Definition: Bei Reserpin handelt es sich um ein Alkaloid aus der südasiatischen Pflanze Rauwolfia serpentia. Es zählt neben den Alpha2-Rezeptor-Agonisten zu den Antisympathotonika und gilt als Reservemittel in der Behandlung der arteriellen Hypertonie.

 

Wirkungsmechanismus:

→ I: Reserpin ist eine sehr lipophile Substanz und weist aufgrund ihrer extrem hohen Affinität eine (selektive) irreversible Bindung an den VMAT-2 mit konsekutiver Blockade der Transportfunktion noradrenalinspeichernder Vesikel auf.

II: Folge ist die Hemmung der Wiederaufnahme (Speicherung) von Noradrenalin, Dopamin (und Serotonin) in die Granula sowie der vermehrte Abbau der Neurotransmitter durch die Monoaminooxidase und Catechol-O-Methyltransferase.

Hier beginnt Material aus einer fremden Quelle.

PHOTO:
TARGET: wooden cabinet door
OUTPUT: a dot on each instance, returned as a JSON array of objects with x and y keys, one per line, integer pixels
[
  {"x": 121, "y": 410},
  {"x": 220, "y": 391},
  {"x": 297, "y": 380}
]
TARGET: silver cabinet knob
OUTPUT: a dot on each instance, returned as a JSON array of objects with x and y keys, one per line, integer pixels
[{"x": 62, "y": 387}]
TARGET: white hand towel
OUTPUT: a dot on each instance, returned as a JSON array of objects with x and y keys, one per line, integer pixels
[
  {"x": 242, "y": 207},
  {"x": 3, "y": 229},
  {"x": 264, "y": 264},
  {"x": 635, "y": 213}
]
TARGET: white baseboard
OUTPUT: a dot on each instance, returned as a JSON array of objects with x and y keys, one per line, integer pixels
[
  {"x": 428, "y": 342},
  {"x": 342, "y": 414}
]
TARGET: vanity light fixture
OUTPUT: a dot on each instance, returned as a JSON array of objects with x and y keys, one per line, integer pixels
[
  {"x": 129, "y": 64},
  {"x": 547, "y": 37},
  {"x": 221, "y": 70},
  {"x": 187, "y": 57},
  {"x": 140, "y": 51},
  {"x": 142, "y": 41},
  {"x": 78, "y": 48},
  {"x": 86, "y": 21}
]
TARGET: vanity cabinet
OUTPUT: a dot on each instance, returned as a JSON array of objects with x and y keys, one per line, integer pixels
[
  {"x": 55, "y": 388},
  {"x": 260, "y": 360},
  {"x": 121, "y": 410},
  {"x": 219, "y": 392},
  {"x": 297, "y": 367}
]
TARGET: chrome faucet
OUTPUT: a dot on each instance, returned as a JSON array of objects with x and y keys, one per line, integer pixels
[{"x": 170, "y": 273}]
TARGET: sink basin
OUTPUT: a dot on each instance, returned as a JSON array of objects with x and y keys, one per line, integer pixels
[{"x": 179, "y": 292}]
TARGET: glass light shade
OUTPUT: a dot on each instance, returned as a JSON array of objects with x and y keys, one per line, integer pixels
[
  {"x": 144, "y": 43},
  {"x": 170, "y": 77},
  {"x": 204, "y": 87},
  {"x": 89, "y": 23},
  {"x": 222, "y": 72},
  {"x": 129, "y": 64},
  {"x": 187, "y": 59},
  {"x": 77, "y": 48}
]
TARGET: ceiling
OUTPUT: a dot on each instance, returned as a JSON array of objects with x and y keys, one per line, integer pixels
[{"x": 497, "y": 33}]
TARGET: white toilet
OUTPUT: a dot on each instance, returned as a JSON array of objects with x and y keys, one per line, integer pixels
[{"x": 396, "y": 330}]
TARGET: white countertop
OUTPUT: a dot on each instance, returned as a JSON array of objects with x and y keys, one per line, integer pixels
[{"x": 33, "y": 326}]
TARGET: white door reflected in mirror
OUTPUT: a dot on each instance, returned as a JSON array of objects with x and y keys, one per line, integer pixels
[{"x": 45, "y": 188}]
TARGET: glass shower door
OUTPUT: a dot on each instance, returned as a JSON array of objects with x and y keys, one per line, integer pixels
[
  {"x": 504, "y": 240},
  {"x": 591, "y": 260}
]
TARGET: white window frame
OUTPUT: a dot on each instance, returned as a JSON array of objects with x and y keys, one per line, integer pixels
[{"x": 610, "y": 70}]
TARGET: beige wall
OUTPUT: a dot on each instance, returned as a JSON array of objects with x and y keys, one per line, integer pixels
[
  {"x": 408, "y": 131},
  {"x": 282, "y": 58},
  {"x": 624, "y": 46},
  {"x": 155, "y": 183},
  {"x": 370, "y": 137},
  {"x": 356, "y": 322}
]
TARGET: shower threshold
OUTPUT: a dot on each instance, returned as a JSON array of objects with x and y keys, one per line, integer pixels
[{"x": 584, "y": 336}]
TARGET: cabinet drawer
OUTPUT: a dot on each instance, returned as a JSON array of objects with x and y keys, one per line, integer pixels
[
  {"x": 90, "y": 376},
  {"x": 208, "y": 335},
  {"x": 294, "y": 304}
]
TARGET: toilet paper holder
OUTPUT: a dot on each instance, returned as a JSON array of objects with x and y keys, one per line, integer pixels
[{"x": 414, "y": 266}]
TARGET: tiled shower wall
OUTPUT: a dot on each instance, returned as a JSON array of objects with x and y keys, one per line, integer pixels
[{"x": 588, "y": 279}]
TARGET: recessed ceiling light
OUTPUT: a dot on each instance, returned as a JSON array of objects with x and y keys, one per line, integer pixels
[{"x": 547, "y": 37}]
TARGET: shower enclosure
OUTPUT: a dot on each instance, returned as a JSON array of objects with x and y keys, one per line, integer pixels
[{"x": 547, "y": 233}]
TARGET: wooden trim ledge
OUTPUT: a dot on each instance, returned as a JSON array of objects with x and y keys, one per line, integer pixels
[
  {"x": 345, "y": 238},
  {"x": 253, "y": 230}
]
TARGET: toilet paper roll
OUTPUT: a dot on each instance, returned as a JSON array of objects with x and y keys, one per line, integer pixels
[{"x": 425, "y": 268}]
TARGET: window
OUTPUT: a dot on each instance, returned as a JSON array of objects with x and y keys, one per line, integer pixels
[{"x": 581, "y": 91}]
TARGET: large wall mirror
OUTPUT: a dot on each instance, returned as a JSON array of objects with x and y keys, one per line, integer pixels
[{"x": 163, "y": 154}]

→ III: Zudem zeigt sich eine verminderte Neusynthese von Noradrenalin (da auch Dopamin fehlt).

107 Schematische Darstellung des WIrkungsmechanismus der Antisympathotonika

 

Wirkung: Die charakteristische Wirkung von Reserpin ist lang anhaltend und wird nur durch Neusynthese der Speichervesikel beendet.

→ I: Kardial:

1) Antisympathikotone Wirkung mit Abnahme des peripheren Widerstand und Herzzeitvolumens mit konsekutivem Blutdruckabfall.

→ 2) Bradykardie.

→ II: Durch Abnahme des Dopamins antipsychotische -, aber auch parkinsonoide Wirkung.

→ III: GIT: Aufgrund des erhöhten Vagtonus wird die gastrointestinalen Motilität gesteigert. Es zeigen sich klinische Symptome wie Diarrhö und vermehrter HCl-Produktion.

→ IV: Müdigkeit und Sedation, etc.

 

Indikation: Reserpin gilt als Reservetherapeutikum in der Behandlung der arteriellen Hypertonie in Kombination mit weiteren Antihypertensiva (z.B. Beta-Blockern, Calciumantagonisten, ACE-Hemmern), hat jedoch aufgrund der unerwünschten Wirkungen an therapeutischer Bedeutung deutlich verloren.

 

Pharmakokinetik:

→ I: Nach oraler Applikation wird Reserpin gut resorbiert (Bioverfügbarkeit 50%) und hat nach einer verzögerten Wirkungslatenz eine lange Wirkungsdauer (Halbwertszeit 5-50 Stunden), sodass die Gefahr der Kumulation besteht.

→ II: Freies ungebundenes Reserpin wird schnell eliminiert.

→ III: Reserpin kann gut die Blut-Hirn-Schranke überwinden.

 

Nebenwirkungen: Es wird bei den unerwünschten Wirkungen der Reserpin-Therapie 2 Typen unterschieden:

→ I: Kardial:

→ 1) Mit Bradykardie, orthostatische Dysregulation (orthostatische Hypotonie) und Flush.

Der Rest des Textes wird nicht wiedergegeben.